畫兒確實被驚了一下,她雖不懂花,可也知道十八學士在茶花裏算是珍品了,他就這麼隨隨便便送給她?這個見麵禮會不會太貴重了點兒。
畫兒忙出言婉拒:“這份禮也太貴重了,我怎好意思收?再說我也不是好詩酒花的雅士,這株十八學士若是到了我手裏,恐怕活不了幾天,這樣不是暴殄天物嗎?”
“姑娘真是玲瓏心思,方方麵麵都考慮到了。在下文修遠,不知二位如何稱呼?”文修遠很是禮貌的拱手。
畫兒一姑娘家自是不好與一陌生男生互通姓名,繼祖忙還禮:“在下楚繼祖,這是舍妹楚畫兒。”
文修遠微笑:“聽二位口音像是外地人,不知是遊玩還是走親訪友?”
繼祖說:“既不走親也不訪友,途經此地而已,明日清早便離開,隻是聽聞此處流傳著戰神傳說,便一觀寒潭榕樹之景,順便許個心願。不曾想兩次遇到令堂,受令堂邀請便前來小坐。”
“聽公子談吐不俗,定是讀書之人。在下素來喜歡與文人雅士相交,今日有幸亦是有緣,二位就在舍寒用膳可好?”文修遠一臉的真誠。
“公子盛情,豈有不依之理,在下在此謝過了。”繼祖微微頷首道謝。
說實話,畫兒實在是不太喜歡這種說話方式,但是好像繼祖很高興,他都答應留下來吃晚飯了,她有什麼好說的?便隻能跟著答應了。
文大娘聽說兒子留他們兩位在家裏吃飯,便忙去廚房準備飯菜。畫兒聽兩個人文縐縐的說話,實在受不了,便忙跟著大娘去了廚房,給其打下手。
文大娘忙把畫兒往外趕:“這廚房裏油煙子重,快到外邊喝茶去。”
“大娘,你可別小瞧我,我做菜很好吃的。不信試一下啊!”畫兒很是大方的在廚房裏忙碌起來。
文大娘看著畫兒,滿臉的笑容,真是越瞧著這姑娘越喜歡,模樣長得好,還心善、勤快。便問了一句:“姑娘今年多大呀?可許了人家?”
畫兒一聽話這話,就知道這文大娘心裏在想些什麼?便說:“我這開年就十七了,許人家了,男方下個月去京城參加殿試,考過了就成親。”
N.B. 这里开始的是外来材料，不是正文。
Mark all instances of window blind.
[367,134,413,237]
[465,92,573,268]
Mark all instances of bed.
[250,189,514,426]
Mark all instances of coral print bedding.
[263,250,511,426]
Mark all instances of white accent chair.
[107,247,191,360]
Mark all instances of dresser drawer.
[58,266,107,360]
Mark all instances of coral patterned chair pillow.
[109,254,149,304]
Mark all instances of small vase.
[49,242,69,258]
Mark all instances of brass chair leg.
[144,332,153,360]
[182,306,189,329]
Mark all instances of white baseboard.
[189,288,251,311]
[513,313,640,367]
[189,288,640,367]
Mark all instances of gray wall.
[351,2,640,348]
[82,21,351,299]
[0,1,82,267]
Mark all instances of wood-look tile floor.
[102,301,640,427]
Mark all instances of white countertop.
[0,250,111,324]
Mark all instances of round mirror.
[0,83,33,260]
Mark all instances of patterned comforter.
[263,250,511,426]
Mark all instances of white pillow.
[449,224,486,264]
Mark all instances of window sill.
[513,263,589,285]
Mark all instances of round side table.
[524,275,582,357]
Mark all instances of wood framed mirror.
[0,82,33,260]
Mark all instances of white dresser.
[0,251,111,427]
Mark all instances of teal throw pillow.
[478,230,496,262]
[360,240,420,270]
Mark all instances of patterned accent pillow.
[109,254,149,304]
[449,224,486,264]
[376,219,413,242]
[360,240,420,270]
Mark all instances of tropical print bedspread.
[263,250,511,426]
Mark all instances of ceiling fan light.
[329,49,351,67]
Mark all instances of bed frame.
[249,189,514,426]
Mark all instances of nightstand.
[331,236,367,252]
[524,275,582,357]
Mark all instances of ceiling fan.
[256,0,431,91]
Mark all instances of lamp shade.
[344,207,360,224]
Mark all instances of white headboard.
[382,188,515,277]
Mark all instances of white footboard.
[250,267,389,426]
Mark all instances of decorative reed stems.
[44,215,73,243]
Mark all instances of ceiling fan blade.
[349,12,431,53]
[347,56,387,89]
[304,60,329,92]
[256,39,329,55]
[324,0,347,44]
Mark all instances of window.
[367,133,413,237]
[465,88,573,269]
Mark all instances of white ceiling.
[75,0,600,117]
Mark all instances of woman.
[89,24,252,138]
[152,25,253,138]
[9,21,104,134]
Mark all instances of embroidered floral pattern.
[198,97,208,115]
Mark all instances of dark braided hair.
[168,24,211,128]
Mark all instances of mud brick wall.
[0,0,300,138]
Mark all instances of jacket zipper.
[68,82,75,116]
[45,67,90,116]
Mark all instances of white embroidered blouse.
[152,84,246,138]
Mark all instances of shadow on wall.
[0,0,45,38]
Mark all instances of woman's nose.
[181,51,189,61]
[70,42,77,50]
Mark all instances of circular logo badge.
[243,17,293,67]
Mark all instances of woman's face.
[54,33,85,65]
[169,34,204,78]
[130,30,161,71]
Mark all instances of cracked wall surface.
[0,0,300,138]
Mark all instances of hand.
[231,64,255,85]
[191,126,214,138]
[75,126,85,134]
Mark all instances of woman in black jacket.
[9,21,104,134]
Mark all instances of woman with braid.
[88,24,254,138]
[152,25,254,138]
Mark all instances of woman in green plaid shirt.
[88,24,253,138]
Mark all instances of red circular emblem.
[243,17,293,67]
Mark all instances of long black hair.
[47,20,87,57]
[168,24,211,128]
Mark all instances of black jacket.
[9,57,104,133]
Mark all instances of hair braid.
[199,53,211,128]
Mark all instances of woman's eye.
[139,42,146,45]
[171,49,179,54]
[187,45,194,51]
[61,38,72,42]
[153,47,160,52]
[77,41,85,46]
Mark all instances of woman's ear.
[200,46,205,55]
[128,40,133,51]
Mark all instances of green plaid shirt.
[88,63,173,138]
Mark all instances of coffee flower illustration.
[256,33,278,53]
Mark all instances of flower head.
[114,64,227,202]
文大娘聽她這麼說,眼裏不由得有點兒失落,但是想想這麼好的姑娘也不小了,咋的會沒許人家呢?再說好好一黃花閨女也不得到他們家來續弦呀!自己真是老糊塗了。
“你許的定是個好人家。”文大娘說完,不由得歎了一口氣,“唉!也不知道我兒子啥時候能說上媳婦兒。”
畫兒覺得文修遠人還是不錯的,便問:“大娘,我這來屋裏半天了,咋沒見著你家裏其他人呢?”
“兩閨女都嫁人了,阿遠爹也走了三年了。這屋裏就我們娘兒倆,沒其他人了。”文大娘便說了家裏的情況。
“那家裏茶園誰料理呀!”畫兒忙問。
文大娘說:“茶園請了人料理,平常我和阿遠就過去看看就行。”
“那你們家生活條件可以啊!怎的就沒姑娘願意嫁呢?不是所有人都相信刑克之說的吧!”畫兒總覺得這裏頭有事兒。